Вместо этого щёки Рейнджера вспыхивают, и он подхватывает меня на руки. Я имею в виду, полностью оказываюсь в его объятиях. Женщина-полицейский, которая должна была сопровождать меня, бросает на меня взгляд, означающий либо «ну ты даешь, девочка», либо «срань господня», я не уверена.
— Парни заперли нас в общежитии, — рычит Рейнджер мне на ухо, а затем целует меня так, словно я принадлежу ему.
«Да, пожалуйста!» — моё тело кричит прежде, чем мой мозг вспоминает, что я полностью автономна и независима и бла-бла-бла. Он слегка отстраняется, но только после того, как оставляет меня извивающейся в его объятиях.
Не сбавляя темпа, он поворачивается и плавно подводит меня к Черчу.
Мой жених пристально смотрит на меня своими янтарными глазами, моргая, как будто не уверен, что со мной делать.
— Кого мне нужно наказать за вчерашнее? — мягко спрашивает он, хотя на самом деле в этом заявлении вообще нет ничего мягкого. Черч Монтегю серьёзен, как сердечный приступ. Он прижимает меня к себе, когда женщина-полицейский наконец решает, что на сегодня она насмотрелась на моих парней достаточно.
— Нам нужно сопроводить мисс Карсон в общежитие, чтобы забрать её удостоверение личности. Если вы хотите последовать за мной, это прекрасно, но нам нужно идти. — Женщина ждёт, как будто ожидает, что Черч поставит меня на место. Он лишь смотрит на неё, а затем грациозно наклоняет подбородок.
— Вам позвонят примерно через… пять секунд, — он ждёт, и, о чудо, у женщины звонит телефон. Она хмурится и делает паузу, чтобы ответить, поднося трубку к уху.
— Сэр? — спрашивает она, а затем ждёт, удивлённо моргая, прежде чем взглянуть на нас. — Конечно, сэр. Абсолютно. Я понимаю. — Женщина вешает трубку, а затем кивает нам шестерым. — Вы можете идти, мистер Монтегю. Приношу свои извинения.
— Вы здесь для того, чтобы защищать и служить. Я не в обиде.

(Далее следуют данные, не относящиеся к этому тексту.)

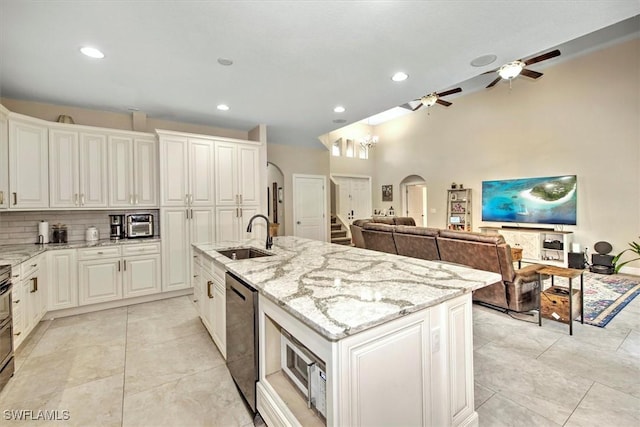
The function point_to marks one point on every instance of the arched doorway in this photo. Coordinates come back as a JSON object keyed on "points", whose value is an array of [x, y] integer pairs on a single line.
{"points": [[414, 198], [275, 196]]}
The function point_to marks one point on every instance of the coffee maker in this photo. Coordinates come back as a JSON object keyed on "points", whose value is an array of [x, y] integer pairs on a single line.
{"points": [[117, 227]]}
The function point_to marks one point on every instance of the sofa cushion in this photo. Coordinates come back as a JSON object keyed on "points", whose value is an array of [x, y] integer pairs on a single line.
{"points": [[404, 220], [416, 242]]}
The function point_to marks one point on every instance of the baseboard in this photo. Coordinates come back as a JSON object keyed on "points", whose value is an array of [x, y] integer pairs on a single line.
{"points": [[114, 304]]}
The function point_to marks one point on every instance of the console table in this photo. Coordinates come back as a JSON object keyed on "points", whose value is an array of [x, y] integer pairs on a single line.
{"points": [[559, 292]]}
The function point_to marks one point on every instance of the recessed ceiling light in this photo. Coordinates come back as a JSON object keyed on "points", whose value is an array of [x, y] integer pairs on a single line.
{"points": [[92, 52], [483, 60], [400, 76]]}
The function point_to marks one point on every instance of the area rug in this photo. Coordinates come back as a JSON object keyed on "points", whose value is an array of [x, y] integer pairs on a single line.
{"points": [[604, 295]]}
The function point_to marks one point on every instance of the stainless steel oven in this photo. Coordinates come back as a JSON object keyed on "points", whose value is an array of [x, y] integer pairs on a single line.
{"points": [[139, 225], [6, 326]]}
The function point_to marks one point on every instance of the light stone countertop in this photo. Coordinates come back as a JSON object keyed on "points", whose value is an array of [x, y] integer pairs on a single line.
{"points": [[339, 290], [17, 254]]}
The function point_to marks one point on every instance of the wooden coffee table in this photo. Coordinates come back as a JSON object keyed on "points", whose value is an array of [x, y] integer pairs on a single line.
{"points": [[567, 273]]}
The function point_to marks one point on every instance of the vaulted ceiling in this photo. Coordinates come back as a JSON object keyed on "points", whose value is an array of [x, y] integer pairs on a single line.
{"points": [[293, 61]]}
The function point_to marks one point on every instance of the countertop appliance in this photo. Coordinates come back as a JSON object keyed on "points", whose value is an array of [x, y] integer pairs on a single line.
{"points": [[92, 234], [242, 337], [306, 371], [116, 222], [6, 326], [139, 225]]}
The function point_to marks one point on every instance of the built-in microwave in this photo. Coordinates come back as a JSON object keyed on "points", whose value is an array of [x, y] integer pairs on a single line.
{"points": [[306, 371], [139, 225]]}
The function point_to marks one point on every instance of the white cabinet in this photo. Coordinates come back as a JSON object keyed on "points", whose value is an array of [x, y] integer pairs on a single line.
{"points": [[133, 174], [77, 169], [112, 273], [237, 174], [28, 164], [186, 171], [4, 159], [29, 301], [62, 289]]}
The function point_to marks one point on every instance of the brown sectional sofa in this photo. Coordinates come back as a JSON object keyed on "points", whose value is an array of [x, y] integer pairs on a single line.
{"points": [[518, 289]]}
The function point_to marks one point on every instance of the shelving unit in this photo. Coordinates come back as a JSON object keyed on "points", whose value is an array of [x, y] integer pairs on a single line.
{"points": [[459, 209]]}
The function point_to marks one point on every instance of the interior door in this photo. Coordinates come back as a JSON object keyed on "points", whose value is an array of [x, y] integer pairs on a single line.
{"points": [[309, 206]]}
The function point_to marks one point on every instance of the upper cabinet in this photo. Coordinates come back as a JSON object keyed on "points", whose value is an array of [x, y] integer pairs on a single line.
{"points": [[28, 164], [133, 173], [77, 169], [186, 170], [237, 174], [4, 159]]}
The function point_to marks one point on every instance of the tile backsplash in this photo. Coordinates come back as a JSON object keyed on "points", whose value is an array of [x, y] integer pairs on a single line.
{"points": [[22, 227]]}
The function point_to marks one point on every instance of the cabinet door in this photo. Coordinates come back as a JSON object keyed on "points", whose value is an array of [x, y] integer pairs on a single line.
{"points": [[145, 155], [94, 176], [141, 275], [4, 162], [226, 174], [120, 171], [62, 289], [249, 175], [28, 165], [175, 250], [174, 168], [227, 220], [100, 281], [218, 332], [63, 169], [201, 172]]}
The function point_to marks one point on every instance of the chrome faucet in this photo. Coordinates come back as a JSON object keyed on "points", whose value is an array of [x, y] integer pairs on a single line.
{"points": [[269, 242]]}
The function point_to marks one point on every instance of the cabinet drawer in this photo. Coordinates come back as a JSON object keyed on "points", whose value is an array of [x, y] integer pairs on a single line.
{"points": [[98, 253], [148, 248]]}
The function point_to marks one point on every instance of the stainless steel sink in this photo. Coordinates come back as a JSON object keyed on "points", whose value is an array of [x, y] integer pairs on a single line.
{"points": [[243, 253]]}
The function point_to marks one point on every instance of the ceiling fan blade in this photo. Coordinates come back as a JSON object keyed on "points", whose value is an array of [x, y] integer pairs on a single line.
{"points": [[542, 57], [449, 92], [493, 83], [530, 73], [443, 102]]}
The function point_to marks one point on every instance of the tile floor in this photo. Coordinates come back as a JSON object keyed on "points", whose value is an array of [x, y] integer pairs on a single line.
{"points": [[154, 365]]}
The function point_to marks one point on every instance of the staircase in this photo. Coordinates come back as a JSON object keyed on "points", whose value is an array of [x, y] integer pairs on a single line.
{"points": [[338, 233]]}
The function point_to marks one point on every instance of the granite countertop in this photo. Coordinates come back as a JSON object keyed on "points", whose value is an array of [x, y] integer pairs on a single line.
{"points": [[17, 254], [340, 290]]}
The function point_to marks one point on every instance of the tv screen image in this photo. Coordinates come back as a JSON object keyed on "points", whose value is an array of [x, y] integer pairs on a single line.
{"points": [[544, 200]]}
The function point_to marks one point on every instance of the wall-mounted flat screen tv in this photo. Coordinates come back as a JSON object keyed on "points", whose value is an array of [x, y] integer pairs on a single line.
{"points": [[545, 200]]}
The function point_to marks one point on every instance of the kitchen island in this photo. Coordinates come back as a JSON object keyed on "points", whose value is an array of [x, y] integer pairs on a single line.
{"points": [[394, 333]]}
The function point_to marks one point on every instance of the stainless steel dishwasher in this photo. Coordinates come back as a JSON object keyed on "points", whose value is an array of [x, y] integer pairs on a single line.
{"points": [[242, 336]]}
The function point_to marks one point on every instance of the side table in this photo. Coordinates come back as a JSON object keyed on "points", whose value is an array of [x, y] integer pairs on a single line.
{"points": [[567, 273]]}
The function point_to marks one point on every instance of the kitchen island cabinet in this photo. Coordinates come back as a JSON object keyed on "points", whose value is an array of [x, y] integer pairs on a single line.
{"points": [[394, 333]]}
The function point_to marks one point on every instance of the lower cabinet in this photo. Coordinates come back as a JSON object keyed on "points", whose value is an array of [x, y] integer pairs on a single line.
{"points": [[210, 297]]}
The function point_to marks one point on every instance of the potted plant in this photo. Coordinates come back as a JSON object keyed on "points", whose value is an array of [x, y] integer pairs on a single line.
{"points": [[635, 248]]}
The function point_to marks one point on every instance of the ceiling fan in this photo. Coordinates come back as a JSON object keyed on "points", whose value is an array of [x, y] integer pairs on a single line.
{"points": [[513, 69], [433, 98]]}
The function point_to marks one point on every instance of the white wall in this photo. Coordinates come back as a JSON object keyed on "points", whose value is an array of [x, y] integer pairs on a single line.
{"points": [[581, 117]]}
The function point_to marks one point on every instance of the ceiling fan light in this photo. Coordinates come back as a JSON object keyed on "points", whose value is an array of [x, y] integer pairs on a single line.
{"points": [[511, 70], [429, 100]]}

Черч поворачивается, когда я смотрю на него, разинув рот, и уходит, расталкивая толпу без единого слова. Остальные парни следуют за нами, и когда мы проходим мимо, я замечаю, что парней Марни нигде не видно.
Что, чёрт возьми, это значит?
— Что ты только что сделал? — шепчу, но я лишь слегка удивлена. У моих мальчиков буквально нет никаких угрызений совести по поводу того, что они перекладывают ответственность за свои семьи на других. Я лишь рада, что они используют свои силы во благо. В основном. Только не в спальне, да? Я чуть не смеюсь, но настроение явно мрачное.